A travers l’expérimentation de la matière, Gnaoui transcende l’aspect industriel du béton et du fer, en intégrant des éléments inattendus qui perturbent et adoucissent leur dureté apparente. Cette interaction entre ce qui semble inébranlable et ce qui est, en réalité, délicat, sert d’analogie, à la fois pour les individus au sein de ces groupes et pour les constructions sociales plus larges dans lesquelles ils naviguent. L’artiste dissèque et réassemble ces matériaux – redessinant, ajoutant et retirant – pour créer des combinaisons qui pourraient sembler ordinaires et qui pourtant révèlent des constructions méticuleusement élaborées. Cette approche invite le spectateur à s’engager profondément, à questionner les apparences et à découvrir les récits cachés dans ces compositions stratifiées.

Avec cette œuvre, Gnaoui réaffirme son engagement de longue date à explorer les intersections entre sa mémoire personnelle, l’histoire sociale et la matérialité. Curva n’est pas seulement une représentation des ultras, c’est une réflexion sur la nature de l’appartenance et sur le poids de l’identité collective, explorant la tension qui les façonne et la fragilité qui les habite.

BIOGRAPHIE DE MALEK GNAOUI

Né en 1983 à Gabesen Tunisie, Malek Gnaoui vit et travaille à Tunis. Diplômé en 2007 de l’Ecole d’Art et de Décoration de Tunis, il s’est formé à l’art de la céramique au Centre National de Céramique d’Art - Sidi Kacem Jellizi à Tunis, en Tunisie.

L’œuvre de Malek Gnaoui aborde des questions relatives aux conditions sociales et à la notion de sacrifice humain. A travers, la vidéo, la céramique, la gravure, l’installation, le son et la performance, son approche de la matérialité l’amène à développer une pratique impliquant des matériaux du quotidien et des techniques traditionnelles. Sa pratique alternative et hybride sort la céramique de son carcan utilitaire pour créer des atmosphères inattendues et singulières.

Son œuvre dont l’essence s’ancre à partir de la matérialité, s’inscrit plus largement autour d’une réflexion engagée dans le contexte sociopolitique tunisien actuel.

Au cours de son stage au Centre National de Céramique d’Art dans le mausolée de Sidi Kacem Jellizi, en observant les fidèles offrir des moutons en sacrifice, il développe une réflexion sur la symbolique des actes sacrificiels. Son travail s’articule alors depuis 2011 autour de thématiques et de symboles récurrents incarnant les dualités de la vie et la mort, du passé et présent. L’utilisation d’un large spectre de médias amène Malek Gnaoui à s’imprégner du concept de la spiritualité à travers une exploration étendue des civilisations anciennes à l’époque contemporaine. Sa réflexion sur les corps, les éléments et la matière révèle l’implication physique de la production de ses œuvres dont se dégagent un aspect performatif.  

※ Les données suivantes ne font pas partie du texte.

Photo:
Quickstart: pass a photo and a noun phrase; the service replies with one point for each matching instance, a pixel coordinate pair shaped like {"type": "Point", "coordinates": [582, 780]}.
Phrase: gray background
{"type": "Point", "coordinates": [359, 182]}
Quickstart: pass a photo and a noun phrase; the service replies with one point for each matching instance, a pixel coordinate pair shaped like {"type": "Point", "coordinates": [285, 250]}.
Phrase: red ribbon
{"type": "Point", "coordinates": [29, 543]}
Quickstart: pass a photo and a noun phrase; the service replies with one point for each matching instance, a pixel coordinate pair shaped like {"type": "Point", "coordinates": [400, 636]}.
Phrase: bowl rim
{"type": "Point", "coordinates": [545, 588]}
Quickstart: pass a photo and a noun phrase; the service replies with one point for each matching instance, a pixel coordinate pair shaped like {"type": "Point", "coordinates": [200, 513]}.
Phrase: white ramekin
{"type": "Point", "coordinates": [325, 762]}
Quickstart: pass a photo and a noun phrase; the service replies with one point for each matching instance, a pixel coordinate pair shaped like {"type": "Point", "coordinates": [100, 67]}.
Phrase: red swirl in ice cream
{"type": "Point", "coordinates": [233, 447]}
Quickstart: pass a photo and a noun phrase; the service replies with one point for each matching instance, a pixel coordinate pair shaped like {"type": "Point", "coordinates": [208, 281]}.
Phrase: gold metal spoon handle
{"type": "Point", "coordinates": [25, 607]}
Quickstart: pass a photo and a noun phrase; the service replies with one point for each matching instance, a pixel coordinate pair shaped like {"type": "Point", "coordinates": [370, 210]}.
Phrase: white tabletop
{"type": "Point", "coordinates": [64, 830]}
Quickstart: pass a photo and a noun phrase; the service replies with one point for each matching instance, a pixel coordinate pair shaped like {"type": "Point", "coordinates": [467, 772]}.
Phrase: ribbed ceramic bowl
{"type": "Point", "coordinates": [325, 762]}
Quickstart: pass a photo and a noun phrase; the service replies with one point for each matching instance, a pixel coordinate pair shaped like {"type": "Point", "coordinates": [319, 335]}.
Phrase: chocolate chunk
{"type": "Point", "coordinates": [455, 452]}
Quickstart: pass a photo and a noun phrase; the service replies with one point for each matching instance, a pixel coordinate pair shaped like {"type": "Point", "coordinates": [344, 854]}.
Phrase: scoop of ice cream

Artiste de la scène artistique tunisienne contemporaine, c’est par le collectif Politiques créé en 2011 avec l’initiative d’autres artistes que Malek Gnaoui s’est vu ouvrir les portes de la scène artistique internationale. Représenté par la galerie tunisienne Selma Feriani, il a récemment exposé des projets ambitieux, au Salon d’Octobre de Belgrade, Serbie et au KANAL Centre Pompidou à Bruxelles, Belgique en 2024, au Dom Museum de Vienne, Autriche en 2021 ou encore à la Sharjah Biennale, Emirats arabe unis. Son œuvre est également présente dans de prestigieuses collections parmi celles de la Fondation H, Antananarivo, Madagascar, du Dom Museum de Vienne, Autriche ou encore du Victoria and Albert Museum et du British Museum de Londres, Royaume-Uni.